ADFA at the IRF Summit 2023
What are IRF Summits?
The IRF Summits address the growing issue of religious freedom restrictions affecting 80% of the world's population. The three-day in-person events in Washington D.C. bring together advocates and resources to raise awareness and support for religious freedom. The summit features personal testimonies of religious persecution survivors and hosts discussions on various IRF topics. The goal is to grow the movement for religious freedom, gain political support, and inspire individuals, governments, and communities to take a stand for religious freedom.
ADFA is proud to once again be among the world's leading experts on religious and ethnic persecution, alongside esteemed individuals such as Samantha Power (Admin of USAID), David Beasley (Executive Director of the United Nations World Food Programme), Fiona Bruce MP (Prime Minister’s Special Envoy for Freedom of Religion or Belief), Nazila Ghanea(U.N. Special Rapporteur on Freedom of Religion or Belief), Penn Badgley(Actor and Activist), and Rashad Hussain (Advisor to The President on Religious Freedom Conditions and Policy) among others.
This year's IRF Summit is particularly important to ADFA, as we firmly believe in the fundamental right to religious freedom and are committed to supporting those who are suffering from religious persecution. By bringing together a diverse group of advocates and resources, the IRF Summit serves as a powerful platform for raising awareness and creating positive change. We are honored to be a part of this important movement as Nuri Kino made his speech, transcribed below.
Nuri Kino's Speech at IRF 2023
"I want to start by thanking the board and the steering committee of the IRF Summit for putting this huge and very important conference together once more.
I have been an investigative journalist for two decades. "Use your shovel right where you are” is a Swedish phrase used in investigative journalism. Being an Assyrian/Syriac/Chaldean, a Christian from the Middle East and Asia Minor who now resides in Sweden and having Armenian cousins who also reside in Sweden, I asked myself, "Why did our parents take us all the way to Scandinavia?" And why do so many of our people continue to move there?

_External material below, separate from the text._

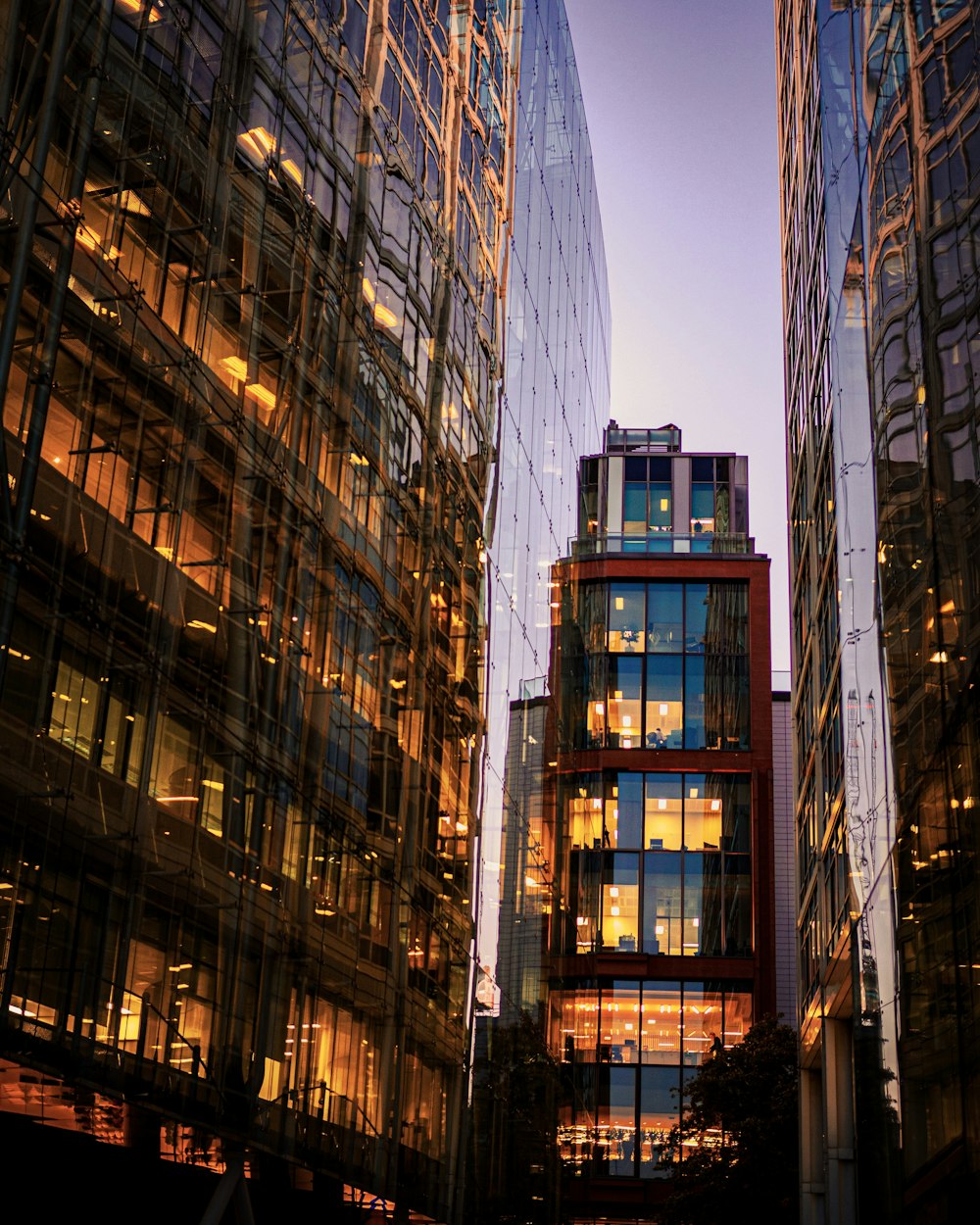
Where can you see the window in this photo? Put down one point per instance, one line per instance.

In 1999, I went to Jordan to pose as a refugee seeking to be smuggled to Sweden. I wanted to know why so many Iraqi Christians, Yazidis, and Mandeans were fleeing the country, putting their lives in the hands of smugglers involved in organ smuggling. What I ended up learning is that them being descendants of a genocide and several massacres, they were fearing that they would be persecuted again and decided to flee, risking their lives in human trafficking.

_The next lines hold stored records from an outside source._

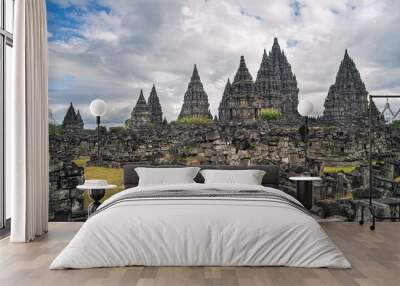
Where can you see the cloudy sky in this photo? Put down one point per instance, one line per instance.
(111, 49)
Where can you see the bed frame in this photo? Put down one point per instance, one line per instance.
(270, 179)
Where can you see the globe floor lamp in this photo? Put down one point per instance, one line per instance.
(305, 108)
(98, 108)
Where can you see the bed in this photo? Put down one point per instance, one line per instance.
(198, 224)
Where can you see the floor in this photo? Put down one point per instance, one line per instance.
(375, 257)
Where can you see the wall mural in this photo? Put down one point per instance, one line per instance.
(257, 124)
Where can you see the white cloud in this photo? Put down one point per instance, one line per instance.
(118, 52)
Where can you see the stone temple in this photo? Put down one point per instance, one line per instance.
(240, 101)
(347, 100)
(195, 102)
(145, 114)
(72, 122)
(275, 87)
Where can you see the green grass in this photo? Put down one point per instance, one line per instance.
(194, 120)
(339, 169)
(113, 176)
(270, 113)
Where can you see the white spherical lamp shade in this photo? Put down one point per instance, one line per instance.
(305, 108)
(98, 107)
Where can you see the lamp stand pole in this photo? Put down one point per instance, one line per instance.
(98, 140)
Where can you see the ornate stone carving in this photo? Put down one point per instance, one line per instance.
(140, 115)
(72, 123)
(155, 107)
(276, 82)
(240, 101)
(347, 100)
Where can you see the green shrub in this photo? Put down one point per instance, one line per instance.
(194, 120)
(270, 113)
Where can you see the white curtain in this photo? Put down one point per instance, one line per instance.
(27, 127)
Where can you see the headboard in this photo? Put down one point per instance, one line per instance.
(270, 179)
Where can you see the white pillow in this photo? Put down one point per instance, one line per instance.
(247, 177)
(166, 176)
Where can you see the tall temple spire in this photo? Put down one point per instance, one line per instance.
(223, 105)
(276, 49)
(243, 73)
(140, 115)
(276, 83)
(72, 122)
(155, 106)
(347, 99)
(141, 99)
(195, 74)
(195, 102)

Since then, I've conducted hundreds of investigations, many of which have been linked to the phase "dig where you stand."
A few of us in A Demand For Action are journalists. We work in accordance with journalistic standards. We understand the importance of multiple independent sources, as well as how to question information and conduct proper fact-finding.

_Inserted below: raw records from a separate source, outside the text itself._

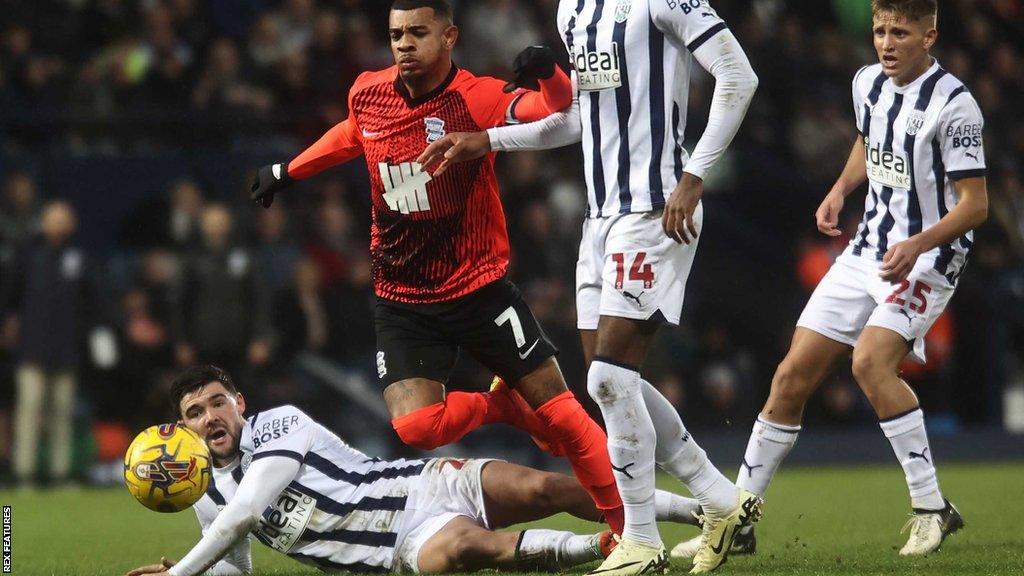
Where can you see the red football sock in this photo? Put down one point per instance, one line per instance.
(587, 448)
(448, 421)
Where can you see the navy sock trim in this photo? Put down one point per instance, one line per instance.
(610, 362)
(900, 415)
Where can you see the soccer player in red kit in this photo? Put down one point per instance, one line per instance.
(439, 247)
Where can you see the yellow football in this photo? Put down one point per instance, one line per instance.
(167, 467)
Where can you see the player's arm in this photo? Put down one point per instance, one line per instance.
(338, 146)
(958, 138)
(557, 130)
(853, 175)
(714, 46)
(264, 481)
(537, 67)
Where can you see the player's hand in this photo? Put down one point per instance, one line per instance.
(899, 260)
(160, 569)
(678, 216)
(269, 180)
(827, 214)
(457, 147)
(532, 64)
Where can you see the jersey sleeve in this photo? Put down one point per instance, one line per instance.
(284, 432)
(960, 134)
(858, 99)
(687, 24)
(492, 107)
(339, 145)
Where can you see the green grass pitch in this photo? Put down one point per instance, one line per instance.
(818, 521)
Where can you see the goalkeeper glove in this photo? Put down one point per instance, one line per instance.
(269, 180)
(535, 63)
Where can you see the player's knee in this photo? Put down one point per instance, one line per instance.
(468, 546)
(545, 488)
(791, 386)
(866, 369)
(421, 428)
(607, 383)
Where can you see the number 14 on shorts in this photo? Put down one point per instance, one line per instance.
(639, 272)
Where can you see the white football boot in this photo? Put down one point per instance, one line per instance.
(929, 529)
(632, 559)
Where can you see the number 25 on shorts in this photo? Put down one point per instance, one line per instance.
(638, 272)
(921, 291)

Most of you in this room are familiar with Daesh or ISIS, al-Qaida, and other terrorist organizations. You're also aware that they drove Christians, Yazidis, Mandeans, non-Muslims, moderate Muslims, Sunni Muslims who refused to adapt their way of life, and large groups of Shia Muslims from parts of Syria and Iraq. What you may not know is that the first public beheading of a Christian in order to scare all Christians out of Iraq occurred in the fall of 2004.
Many of you are probably unaware that there were 1.3 million Christians in Iraq prior to Saddam Hussein's fall. Now, fewer than 200 000 people remain, and many of them are internally displaced people, or IDPs, in what was their ancestral land for thousands of years.
The latest ADFA report is about those who fled, the forgotten Christians of Iraq and Syria, refugees who have been in limbo for more than 8 years, since the 2014 genocide. With no one to turn to for assistance. Abandoned.
In Lebanon, we interviewed 136 refugee families. Who are they? Where did they flee from? Why? What is their current situation? Why don’t they return? Have they applied for visas to a third country? What documents do they have that can prove their stories?
Since our report was published, seven of the families have been granted visas to Canada and Australia. However, we are requesting solutions for all of them. As the UN report published in early December last year stated, they are the forgotten victims of crimes against humanity.
We keep doing new reports, because they continue to live in limbo, the suffering of these refugees is a testimony to the failure of the International community to support and better the situation of the victims of genocide.
Facts should not be ignored. Facts can not be ignored.
I also want to take this opportunity and emphasize on the ongoing oppression and atrocities against 120,000 Armenians in Artsakh/Karabakh. Stay strong!"